The University of Manchester's Department of Earth and Environmental Sciences (EES) is involved in a collaborative project to deliver low-carbon heating and cooling in the UK.
Led by Imperial College London, the collaborative project - entitled 'Aquifer thermal energy storage for decarbonisation of heating and cooling (ATESHAC): Overcoming technical, economic and societal barriers to UK deployment' - involves the Energy Futures Lab and the Centre for Environmental Policy at Imperial College London; the British Geological Survey; and EES at Manchester.
The project will develop innovative technology to decarbonise the heating and cooling of buildings, which is a major contributor to carbon emissions in the UK.

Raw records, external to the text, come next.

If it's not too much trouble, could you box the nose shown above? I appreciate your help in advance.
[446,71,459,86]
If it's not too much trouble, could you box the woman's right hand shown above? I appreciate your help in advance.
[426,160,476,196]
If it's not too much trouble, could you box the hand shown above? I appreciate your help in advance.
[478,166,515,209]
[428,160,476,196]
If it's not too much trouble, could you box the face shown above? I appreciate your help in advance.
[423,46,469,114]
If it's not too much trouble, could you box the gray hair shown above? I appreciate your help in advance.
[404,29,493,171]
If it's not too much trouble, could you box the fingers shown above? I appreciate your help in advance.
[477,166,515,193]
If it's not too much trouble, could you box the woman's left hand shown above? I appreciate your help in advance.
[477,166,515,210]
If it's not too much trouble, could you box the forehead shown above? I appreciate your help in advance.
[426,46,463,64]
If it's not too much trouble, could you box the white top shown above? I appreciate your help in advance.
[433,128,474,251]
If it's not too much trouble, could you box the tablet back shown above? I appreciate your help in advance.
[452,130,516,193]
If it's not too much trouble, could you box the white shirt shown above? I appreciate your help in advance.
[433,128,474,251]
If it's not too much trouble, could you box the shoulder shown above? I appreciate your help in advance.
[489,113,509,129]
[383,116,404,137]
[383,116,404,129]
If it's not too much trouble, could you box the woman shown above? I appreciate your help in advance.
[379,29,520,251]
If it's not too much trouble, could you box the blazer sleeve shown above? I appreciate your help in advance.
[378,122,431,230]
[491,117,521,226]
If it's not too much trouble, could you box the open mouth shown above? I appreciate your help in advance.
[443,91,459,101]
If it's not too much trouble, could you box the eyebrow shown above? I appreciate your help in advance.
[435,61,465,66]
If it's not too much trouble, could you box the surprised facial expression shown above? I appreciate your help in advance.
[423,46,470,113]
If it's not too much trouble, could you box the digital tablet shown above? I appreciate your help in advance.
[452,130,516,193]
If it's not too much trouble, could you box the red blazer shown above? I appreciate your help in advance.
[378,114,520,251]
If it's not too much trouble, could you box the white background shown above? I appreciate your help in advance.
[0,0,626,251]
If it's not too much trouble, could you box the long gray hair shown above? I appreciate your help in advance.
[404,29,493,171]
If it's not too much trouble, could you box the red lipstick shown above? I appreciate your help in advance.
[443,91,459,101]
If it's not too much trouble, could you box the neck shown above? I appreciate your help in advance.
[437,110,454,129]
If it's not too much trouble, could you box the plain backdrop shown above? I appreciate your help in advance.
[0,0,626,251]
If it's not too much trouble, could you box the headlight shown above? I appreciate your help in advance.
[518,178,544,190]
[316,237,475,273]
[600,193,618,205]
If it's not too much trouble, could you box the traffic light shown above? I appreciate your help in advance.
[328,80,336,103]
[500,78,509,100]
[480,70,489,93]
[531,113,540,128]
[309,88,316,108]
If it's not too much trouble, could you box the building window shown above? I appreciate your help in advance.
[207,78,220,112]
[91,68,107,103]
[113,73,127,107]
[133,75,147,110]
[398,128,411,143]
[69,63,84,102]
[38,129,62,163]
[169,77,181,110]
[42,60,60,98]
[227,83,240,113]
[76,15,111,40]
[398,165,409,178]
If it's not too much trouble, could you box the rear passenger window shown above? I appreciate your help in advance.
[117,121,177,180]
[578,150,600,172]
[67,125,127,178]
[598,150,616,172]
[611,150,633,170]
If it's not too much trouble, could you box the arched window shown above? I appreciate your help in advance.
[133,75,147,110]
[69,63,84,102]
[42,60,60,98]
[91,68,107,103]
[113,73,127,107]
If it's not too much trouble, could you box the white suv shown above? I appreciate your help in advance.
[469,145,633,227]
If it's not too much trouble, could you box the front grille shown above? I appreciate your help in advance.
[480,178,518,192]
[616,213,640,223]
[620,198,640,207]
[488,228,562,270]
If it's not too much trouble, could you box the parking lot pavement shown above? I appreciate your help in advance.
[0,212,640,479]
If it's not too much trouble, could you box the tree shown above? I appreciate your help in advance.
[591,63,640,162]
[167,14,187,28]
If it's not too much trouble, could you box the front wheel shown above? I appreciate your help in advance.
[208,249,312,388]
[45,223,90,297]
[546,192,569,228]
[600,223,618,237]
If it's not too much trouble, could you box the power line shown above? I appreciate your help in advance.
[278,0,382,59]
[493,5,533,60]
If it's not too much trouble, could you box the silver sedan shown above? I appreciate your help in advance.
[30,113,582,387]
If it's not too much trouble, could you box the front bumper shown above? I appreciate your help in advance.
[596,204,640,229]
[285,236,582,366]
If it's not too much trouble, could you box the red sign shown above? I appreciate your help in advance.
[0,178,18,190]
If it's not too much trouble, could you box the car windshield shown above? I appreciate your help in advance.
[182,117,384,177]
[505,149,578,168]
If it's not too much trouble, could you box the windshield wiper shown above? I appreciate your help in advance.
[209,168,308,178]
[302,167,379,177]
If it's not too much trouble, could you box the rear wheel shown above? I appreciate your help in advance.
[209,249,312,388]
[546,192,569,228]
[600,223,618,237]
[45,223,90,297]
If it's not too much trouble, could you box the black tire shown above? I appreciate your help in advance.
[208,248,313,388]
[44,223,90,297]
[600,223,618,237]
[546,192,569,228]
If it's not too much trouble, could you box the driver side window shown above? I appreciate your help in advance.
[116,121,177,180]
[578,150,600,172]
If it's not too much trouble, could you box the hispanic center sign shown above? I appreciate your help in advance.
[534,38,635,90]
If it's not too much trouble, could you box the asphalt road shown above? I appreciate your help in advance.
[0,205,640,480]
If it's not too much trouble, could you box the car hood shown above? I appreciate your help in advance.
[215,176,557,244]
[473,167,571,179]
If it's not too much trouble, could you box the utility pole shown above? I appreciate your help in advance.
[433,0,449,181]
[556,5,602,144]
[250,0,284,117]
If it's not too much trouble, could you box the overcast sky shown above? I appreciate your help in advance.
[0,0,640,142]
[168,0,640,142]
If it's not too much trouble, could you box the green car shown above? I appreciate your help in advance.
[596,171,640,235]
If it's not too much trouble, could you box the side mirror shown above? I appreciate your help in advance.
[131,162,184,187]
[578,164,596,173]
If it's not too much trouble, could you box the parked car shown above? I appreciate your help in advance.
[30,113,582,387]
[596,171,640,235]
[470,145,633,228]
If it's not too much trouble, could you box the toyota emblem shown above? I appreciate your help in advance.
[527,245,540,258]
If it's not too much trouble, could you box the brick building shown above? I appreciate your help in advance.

It is led by Professor Matt Jackson at Imperial College London, and involves Manchester researchers Professor Kevin Taylor and Dr Lin Ma. The project has been awarded a £1.5 million grant by the Engineering and Physical Sciences Research Council (EPSRC, part of UK Research and Innovation (UKRI)).
The proposed technology has already been widely applied in countries such as the Netherlands, but there remain technical, economic and societal hurdles to UK deployment.
Known as 'aquifer thermal energy storage', or ATES, the technology captures the waste heat and cool that is produced when buildings are heated in winter and cooled in summer. This is then stored as warm or cool water in an underground aquifer, with heat or cool pumped - when needed - back to the surface.